Glyph of the word 'leupoe'.


  • (n.) hammerhead shark

Oku hetu ei i leupoe.
“I don’t fear hammerhead sharks.”

Notes: In today’s post, I wish to reflect on a true fact about myself. Though I have feared for sharks for nearly as long as I’ve been alive, I’ve never feared hammerhead sharks. I’m not at all sure why.

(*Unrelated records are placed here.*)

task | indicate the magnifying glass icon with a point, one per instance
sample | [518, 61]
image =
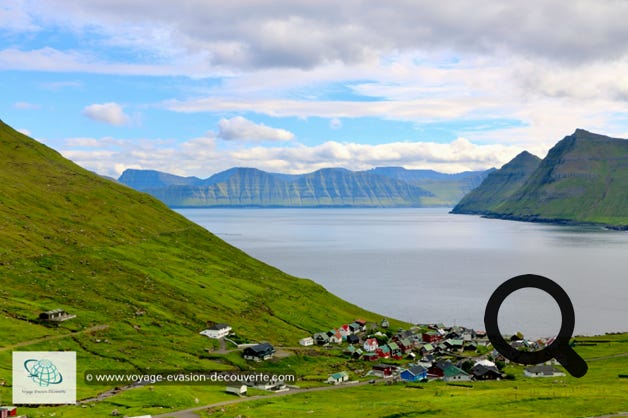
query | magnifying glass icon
[559, 348]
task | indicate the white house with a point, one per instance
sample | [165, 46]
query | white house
[217, 331]
[542, 371]
[338, 378]
[306, 341]
[371, 345]
[238, 389]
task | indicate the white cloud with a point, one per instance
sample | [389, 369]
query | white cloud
[111, 113]
[202, 156]
[249, 34]
[242, 129]
[26, 106]
[335, 124]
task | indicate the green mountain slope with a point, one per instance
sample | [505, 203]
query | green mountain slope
[584, 178]
[380, 187]
[147, 278]
[447, 189]
[499, 185]
[252, 187]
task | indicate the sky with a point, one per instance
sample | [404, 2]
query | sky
[194, 87]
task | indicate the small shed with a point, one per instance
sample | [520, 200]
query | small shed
[542, 371]
[237, 389]
[217, 331]
[414, 374]
[8, 411]
[338, 378]
[259, 352]
[307, 341]
[55, 315]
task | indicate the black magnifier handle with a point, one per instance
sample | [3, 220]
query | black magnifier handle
[571, 361]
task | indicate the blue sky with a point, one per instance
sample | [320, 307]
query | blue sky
[197, 86]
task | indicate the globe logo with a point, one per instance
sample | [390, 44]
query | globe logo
[43, 372]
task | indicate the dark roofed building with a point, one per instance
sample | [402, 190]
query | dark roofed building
[259, 352]
[55, 315]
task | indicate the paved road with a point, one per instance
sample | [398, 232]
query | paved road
[54, 337]
[191, 412]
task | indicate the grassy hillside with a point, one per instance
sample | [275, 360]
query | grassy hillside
[142, 280]
[330, 187]
[584, 178]
[499, 185]
[242, 187]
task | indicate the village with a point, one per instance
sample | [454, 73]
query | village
[424, 353]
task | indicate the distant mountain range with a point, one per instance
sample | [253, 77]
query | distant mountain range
[583, 179]
[330, 187]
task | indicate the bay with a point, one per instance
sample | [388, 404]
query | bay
[429, 266]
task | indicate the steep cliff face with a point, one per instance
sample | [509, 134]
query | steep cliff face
[379, 187]
[252, 187]
[499, 186]
[583, 179]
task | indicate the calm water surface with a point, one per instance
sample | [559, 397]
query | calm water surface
[426, 265]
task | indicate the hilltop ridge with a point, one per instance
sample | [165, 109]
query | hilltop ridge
[583, 179]
[142, 280]
[327, 187]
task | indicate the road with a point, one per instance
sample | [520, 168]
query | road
[53, 337]
[191, 412]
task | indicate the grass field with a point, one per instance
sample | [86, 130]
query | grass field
[598, 393]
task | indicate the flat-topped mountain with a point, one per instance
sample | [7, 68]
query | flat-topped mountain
[499, 185]
[330, 187]
[583, 179]
[142, 280]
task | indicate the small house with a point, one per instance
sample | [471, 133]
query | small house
[371, 345]
[361, 323]
[355, 327]
[484, 372]
[8, 411]
[307, 341]
[55, 315]
[217, 331]
[344, 330]
[453, 344]
[414, 374]
[237, 389]
[542, 370]
[338, 378]
[335, 337]
[259, 352]
[382, 370]
[452, 373]
[395, 351]
[383, 351]
[431, 337]
[321, 338]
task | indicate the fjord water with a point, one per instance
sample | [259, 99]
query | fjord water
[426, 265]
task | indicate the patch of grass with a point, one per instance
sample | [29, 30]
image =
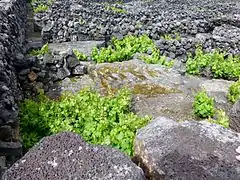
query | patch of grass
[98, 119]
[156, 58]
[42, 51]
[169, 37]
[40, 8]
[115, 9]
[124, 49]
[203, 106]
[80, 56]
[221, 119]
[219, 65]
[234, 92]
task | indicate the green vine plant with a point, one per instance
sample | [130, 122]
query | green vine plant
[41, 6]
[219, 65]
[105, 120]
[124, 49]
[234, 92]
[170, 37]
[203, 105]
[40, 52]
[80, 56]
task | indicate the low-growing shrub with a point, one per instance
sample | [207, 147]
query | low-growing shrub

I should mention that I had quite some exposure to sharks as a child. Nearly every week, I would go to the Cabrillo Park Museum (I guess it’s now [or actually?] called the Cabrillo Marine Aquarium. I was the three, though; I couldn’t read [well] yet). There I would play in the simulated tidepools and look at all the exhibits—including the gigantic great white shark replica they had hanging above the exit. I was terrified of that shark. I would love going to the museum, but I would insist on closing my eyes and being led by hand through that section of the museum each time. The only thing that mollified me somewhat was my mother telling me that the eyes were probably M&M’s.

In addition to that, I, of course, likely saw sharks on television, and I also had several shark coloring books and a plastic toy great white shark that I used to play with. I guess I was kind of fascinated by sharks, but also terrified by them. I probably saw a commercial for Jaws as a kid; that did it for a lot of kids (and adults), unfortunately (and, in fact, the movies can still inspire terror in me).

But for whatever reason, I was never afraid of hammerhead sharks. I was probably more afraid of whale sharks than hammerheads, even though the latter are much more dangerous to humans (if, you know, you mess with them, which is just stupid). I have no solid explanation for this. Perhaps it was that they reminded me of Admiral Ackbar, with whom I was quite familiar as a child (I was a big Star Wars fan).

Hammerhead shark vs. Admiral Ackbar.

Who knows?

The iku is intended to look like the head of a hammerhead shark, but also incorporates part of the glyph for keva, “shark”, as reference.